Do zdarzenia - jak informują policjanci - miało dojść w piątek po południu.
"Funkcjonariusze zajmujący się zwalczaniem przestępczości kieszonkowej podróżowali jednym z tramwajów w Śródmieściu. W pewnym momencie zauważyli ubranego na ciemno mężczyznę w czapce, siedzącego na końcu składu, który wyjął z kieszeni przedmiot przypominający nóż, zasłonił rękę reklamówką i wykonywał takie ruchy, jakby przecinał siedzenie" - relacjonują zdarzenie.
Nie przyznał się do winy
Kiedy podeszli, okazało się, że ich podejrzenia były słuszne. 41-latek miał trzymać w dłoni tapicerski nożyk i nim rozcinać poszycie siedzenia. Policjanci wyprowadzili mężczyznę z tramwaju i przewieźli go do aresztu. Jak informują, nie przyznawał się do winy.

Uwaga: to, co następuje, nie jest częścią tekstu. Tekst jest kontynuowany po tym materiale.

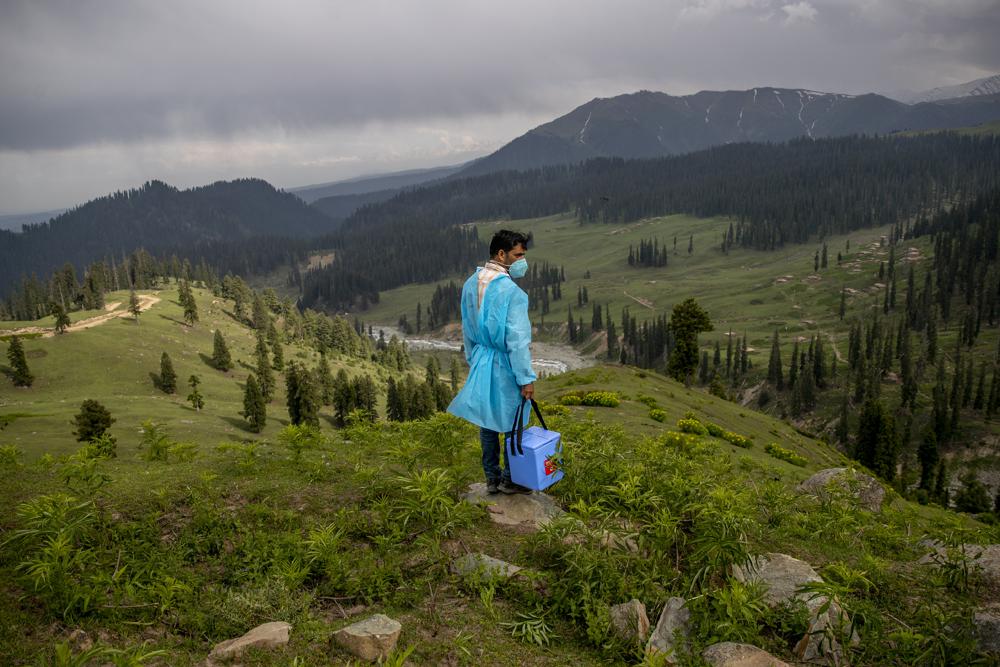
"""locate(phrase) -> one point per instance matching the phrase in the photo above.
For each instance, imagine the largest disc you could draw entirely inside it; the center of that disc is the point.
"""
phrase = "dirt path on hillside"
(640, 300)
(146, 302)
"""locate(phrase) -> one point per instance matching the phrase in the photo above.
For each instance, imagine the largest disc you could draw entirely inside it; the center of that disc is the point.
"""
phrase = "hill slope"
(365, 184)
(160, 218)
(988, 85)
(181, 553)
(649, 124)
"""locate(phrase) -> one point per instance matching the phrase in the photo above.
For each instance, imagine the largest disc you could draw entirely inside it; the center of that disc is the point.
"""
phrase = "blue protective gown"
(497, 334)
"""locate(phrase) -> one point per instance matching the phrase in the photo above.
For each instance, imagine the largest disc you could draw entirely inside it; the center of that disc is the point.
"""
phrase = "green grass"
(112, 363)
(746, 291)
(740, 290)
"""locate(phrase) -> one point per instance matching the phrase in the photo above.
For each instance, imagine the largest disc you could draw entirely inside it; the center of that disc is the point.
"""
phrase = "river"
(546, 358)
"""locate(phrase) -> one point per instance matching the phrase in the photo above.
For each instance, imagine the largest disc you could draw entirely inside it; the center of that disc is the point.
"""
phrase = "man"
(497, 332)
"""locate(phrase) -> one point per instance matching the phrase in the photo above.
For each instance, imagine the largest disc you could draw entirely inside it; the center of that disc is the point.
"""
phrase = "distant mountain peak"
(989, 85)
(649, 124)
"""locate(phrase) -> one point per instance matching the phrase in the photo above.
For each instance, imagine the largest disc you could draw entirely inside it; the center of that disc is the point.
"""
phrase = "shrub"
(737, 439)
(605, 399)
(553, 409)
(693, 426)
(779, 452)
(648, 401)
(9, 455)
(92, 421)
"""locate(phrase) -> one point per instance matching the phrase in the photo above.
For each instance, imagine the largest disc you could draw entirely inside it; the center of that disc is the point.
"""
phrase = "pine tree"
(92, 421)
(343, 400)
(703, 369)
(843, 425)
(254, 405)
(301, 396)
(221, 358)
(168, 378)
(941, 484)
(932, 337)
(195, 398)
(394, 410)
(261, 318)
(188, 303)
(774, 374)
(612, 341)
(687, 320)
(876, 445)
(62, 318)
(278, 358)
(265, 377)
(729, 354)
(929, 456)
(325, 381)
(133, 306)
(19, 372)
(979, 401)
(793, 367)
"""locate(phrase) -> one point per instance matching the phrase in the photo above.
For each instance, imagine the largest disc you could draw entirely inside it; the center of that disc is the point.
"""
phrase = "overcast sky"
(100, 95)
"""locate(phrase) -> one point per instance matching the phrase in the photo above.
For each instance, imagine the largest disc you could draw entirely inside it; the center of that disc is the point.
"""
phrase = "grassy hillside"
(179, 554)
(749, 292)
(113, 362)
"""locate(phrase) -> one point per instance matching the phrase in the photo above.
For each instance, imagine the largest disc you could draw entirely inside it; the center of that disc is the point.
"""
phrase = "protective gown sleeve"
(469, 345)
(518, 337)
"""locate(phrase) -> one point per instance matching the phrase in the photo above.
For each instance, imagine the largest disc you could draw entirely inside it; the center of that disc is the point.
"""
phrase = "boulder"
(987, 624)
(487, 565)
(630, 621)
(865, 488)
(731, 654)
(532, 510)
(782, 576)
(371, 639)
(670, 637)
(267, 635)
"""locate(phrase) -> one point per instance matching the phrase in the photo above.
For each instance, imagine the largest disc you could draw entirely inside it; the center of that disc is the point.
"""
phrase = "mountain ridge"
(648, 124)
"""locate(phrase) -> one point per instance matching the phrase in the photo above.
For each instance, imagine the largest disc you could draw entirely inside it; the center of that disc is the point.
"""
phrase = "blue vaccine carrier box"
(540, 466)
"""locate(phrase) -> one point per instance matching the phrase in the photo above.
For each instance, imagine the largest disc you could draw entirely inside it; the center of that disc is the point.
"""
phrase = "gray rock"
(987, 623)
(731, 654)
(670, 637)
(486, 565)
(630, 621)
(865, 488)
(371, 639)
(782, 576)
(533, 509)
(267, 635)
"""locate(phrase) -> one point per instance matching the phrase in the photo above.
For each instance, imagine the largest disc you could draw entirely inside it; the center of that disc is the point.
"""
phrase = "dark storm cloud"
(81, 73)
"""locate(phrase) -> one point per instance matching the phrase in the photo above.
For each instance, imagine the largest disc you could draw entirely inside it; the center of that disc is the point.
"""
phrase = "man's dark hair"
(506, 240)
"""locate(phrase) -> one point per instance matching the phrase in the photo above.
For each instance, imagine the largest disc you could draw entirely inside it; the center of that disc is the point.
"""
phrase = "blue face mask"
(518, 269)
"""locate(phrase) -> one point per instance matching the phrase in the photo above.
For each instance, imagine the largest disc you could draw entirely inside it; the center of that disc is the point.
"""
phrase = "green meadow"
(157, 558)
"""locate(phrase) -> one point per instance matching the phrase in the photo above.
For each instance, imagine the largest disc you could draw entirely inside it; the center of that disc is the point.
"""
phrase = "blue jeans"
(490, 441)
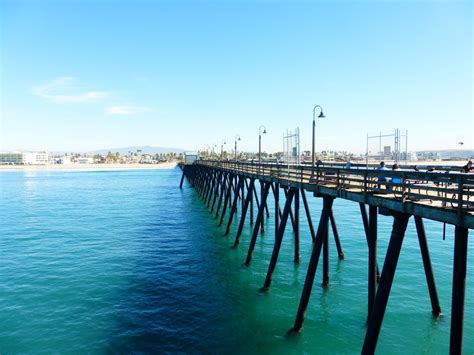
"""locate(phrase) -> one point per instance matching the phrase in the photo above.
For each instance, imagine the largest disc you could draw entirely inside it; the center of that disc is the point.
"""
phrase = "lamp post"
(260, 143)
(321, 115)
(222, 148)
(212, 154)
(237, 138)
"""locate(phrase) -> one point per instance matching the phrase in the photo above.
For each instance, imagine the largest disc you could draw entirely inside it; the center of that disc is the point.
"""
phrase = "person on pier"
(382, 178)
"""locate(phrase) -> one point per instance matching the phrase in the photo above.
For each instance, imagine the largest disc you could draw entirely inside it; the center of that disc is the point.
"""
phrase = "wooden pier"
(444, 196)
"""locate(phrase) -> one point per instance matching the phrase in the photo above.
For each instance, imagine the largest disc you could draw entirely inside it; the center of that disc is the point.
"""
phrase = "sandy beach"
(83, 167)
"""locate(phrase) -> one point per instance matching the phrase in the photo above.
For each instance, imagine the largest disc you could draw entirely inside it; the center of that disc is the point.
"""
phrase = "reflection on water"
(126, 261)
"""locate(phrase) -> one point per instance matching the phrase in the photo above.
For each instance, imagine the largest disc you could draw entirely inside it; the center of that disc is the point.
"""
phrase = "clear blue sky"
(81, 75)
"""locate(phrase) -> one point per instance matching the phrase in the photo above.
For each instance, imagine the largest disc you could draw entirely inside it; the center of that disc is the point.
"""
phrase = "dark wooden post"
(278, 240)
(400, 223)
(425, 255)
(459, 289)
(313, 263)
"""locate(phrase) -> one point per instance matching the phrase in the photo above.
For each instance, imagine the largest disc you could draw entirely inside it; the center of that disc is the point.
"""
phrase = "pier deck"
(444, 196)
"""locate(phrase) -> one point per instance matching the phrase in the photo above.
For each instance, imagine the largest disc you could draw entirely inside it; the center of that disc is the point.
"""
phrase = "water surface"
(118, 261)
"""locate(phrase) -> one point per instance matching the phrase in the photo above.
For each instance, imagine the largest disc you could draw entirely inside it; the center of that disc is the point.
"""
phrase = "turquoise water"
(119, 261)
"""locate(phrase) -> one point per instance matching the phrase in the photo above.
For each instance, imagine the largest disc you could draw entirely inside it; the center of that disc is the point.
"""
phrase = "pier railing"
(443, 195)
(443, 191)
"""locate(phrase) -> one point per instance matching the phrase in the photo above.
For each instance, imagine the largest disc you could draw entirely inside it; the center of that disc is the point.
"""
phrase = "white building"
(85, 160)
(24, 158)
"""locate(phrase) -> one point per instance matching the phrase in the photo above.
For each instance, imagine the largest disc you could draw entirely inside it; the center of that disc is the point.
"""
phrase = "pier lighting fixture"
(321, 115)
(237, 138)
(260, 143)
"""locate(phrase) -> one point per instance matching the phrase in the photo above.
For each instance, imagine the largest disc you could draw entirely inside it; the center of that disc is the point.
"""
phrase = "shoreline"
(83, 167)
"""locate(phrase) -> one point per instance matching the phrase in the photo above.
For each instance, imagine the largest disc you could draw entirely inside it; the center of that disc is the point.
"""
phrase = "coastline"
(82, 167)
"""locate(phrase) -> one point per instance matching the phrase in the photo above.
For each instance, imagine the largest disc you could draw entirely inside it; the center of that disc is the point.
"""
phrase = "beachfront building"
(85, 160)
(24, 158)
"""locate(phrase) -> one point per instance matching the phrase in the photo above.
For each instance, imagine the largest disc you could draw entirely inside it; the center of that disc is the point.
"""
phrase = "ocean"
(124, 261)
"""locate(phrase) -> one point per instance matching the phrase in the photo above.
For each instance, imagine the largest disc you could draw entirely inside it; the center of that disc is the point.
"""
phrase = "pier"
(444, 196)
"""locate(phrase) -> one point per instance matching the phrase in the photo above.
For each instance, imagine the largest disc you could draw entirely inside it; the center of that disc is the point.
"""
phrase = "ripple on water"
(126, 261)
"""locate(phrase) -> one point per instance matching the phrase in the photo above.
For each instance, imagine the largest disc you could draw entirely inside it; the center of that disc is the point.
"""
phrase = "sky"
(81, 75)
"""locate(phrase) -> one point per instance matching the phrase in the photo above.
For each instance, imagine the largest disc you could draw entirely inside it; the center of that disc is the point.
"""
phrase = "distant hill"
(452, 153)
(146, 149)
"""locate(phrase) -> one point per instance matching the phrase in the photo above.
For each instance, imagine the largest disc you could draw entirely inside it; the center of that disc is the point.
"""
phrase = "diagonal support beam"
(313, 263)
(400, 223)
(279, 239)
(459, 289)
(244, 211)
(425, 255)
(234, 205)
(256, 227)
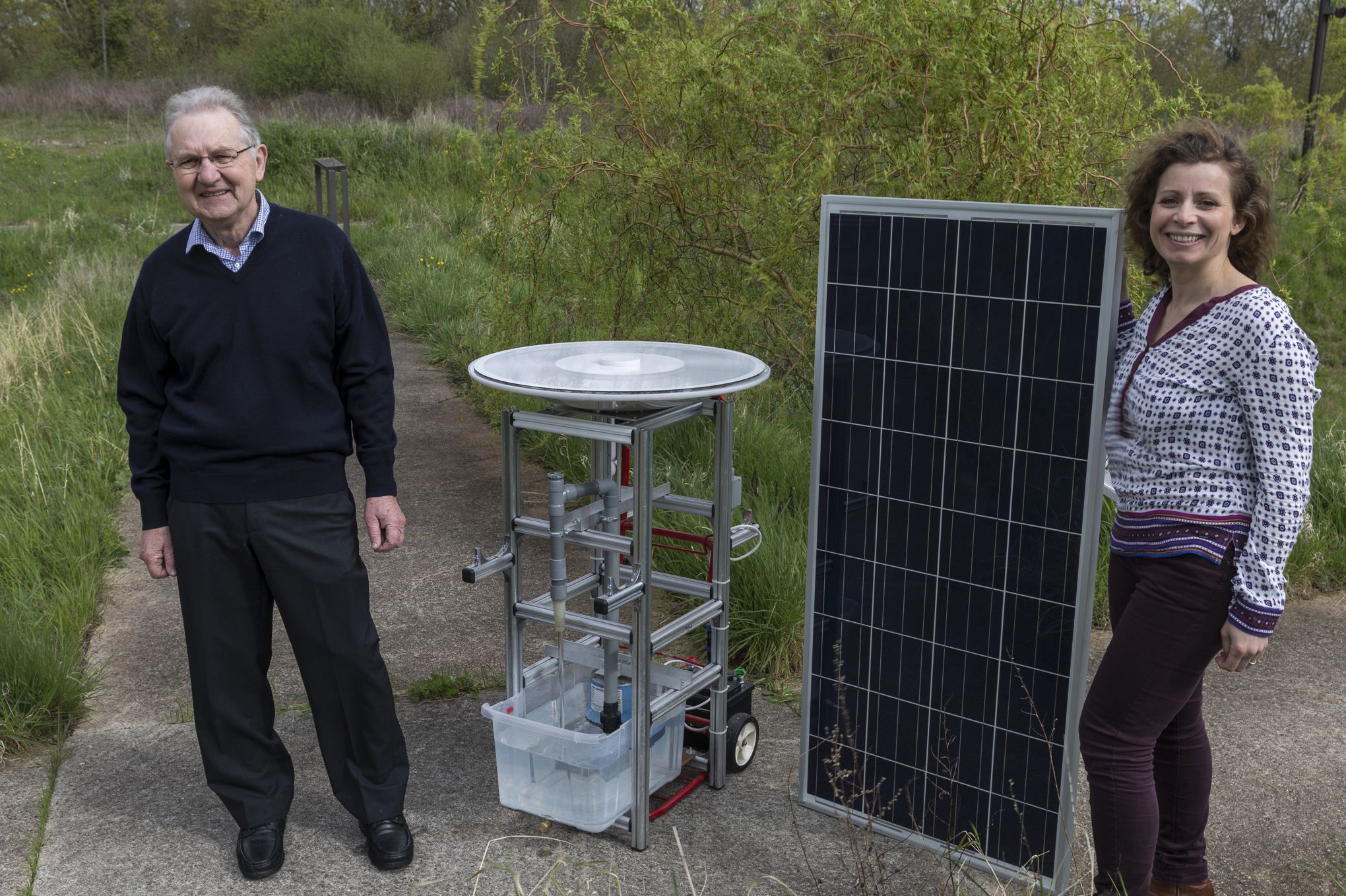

W weekend usłyszał zarzut "umyślnego uszkodzenia mienia", za które - według policji - może spędzić w więzieniu nawet pięć lat. Dodatkowo, na wniosek policji i prokuratury sąd zastosował wobec 41-latka areszt na trzy miesiące. Jak informują funkcjonariusze, podczas prowadzonego postępowania śledczy sprawdzają też, czy to pierwsze takie zdarzenie, czy może aresztowany mógł dopuścić się innych aktów wandalizmu w środkach transportu publicznego.